Detrás de la falta de confianza se esconde ineludiblemente el secretismo, la tendencia planificada a ocultar algo cuyo alumbramiento desestabilizaría el statu quo imperante.
Cuando sientes confianza en alguien todos los acuerdos son posibles, pero si hay desconfianza puedes apostar la vida a que alguna de las partes (si no ambas) tiene algo que ocultar. Y quien algo oculta siente vergüenza, habitualmente maquillada con los ropajes del orgullo, ese recurrente comodín al que nos hemos acostumbrado a apelar cuando nos sentimos entre la espada y la pared.
Hay muchas emociones involucradas en la olla diaria de la convivencia, y la madre de todas ellas, la raíz que engloba todos los ocultamientos y censuras, la que no entiende de razonamientos o análisis es una y muy clara: el miedo. Pero ¿Miedo a qué?
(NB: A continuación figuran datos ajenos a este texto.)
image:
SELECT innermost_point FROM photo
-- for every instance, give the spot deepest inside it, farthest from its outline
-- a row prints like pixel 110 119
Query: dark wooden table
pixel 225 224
Ya sé, dirás que no tienes miedo. Y mentirás. Y agradecerás que te llame mentiroso porque es mejor que llamarte psicópata. Todos tenemos miedo. Si no seríamos unos alegres suicidas (por no hablar del dolor que probablemente ocasionaríamos al exponer a seres queridos a situaciones de riesgo real). Pero hay dos tipos de miedo. El miedo a lo conocido, mejor dicho lo recordado/consciente y el miedo a lo olvidado/inconsciente. La diferencia entre ambos es básicamente una. El miedo a lo que conoces no "desata" tu violencia. Esa respuesta es solo propia de quien no comprende algo y reacciona con lo último que le queda, como los gatos acorralados.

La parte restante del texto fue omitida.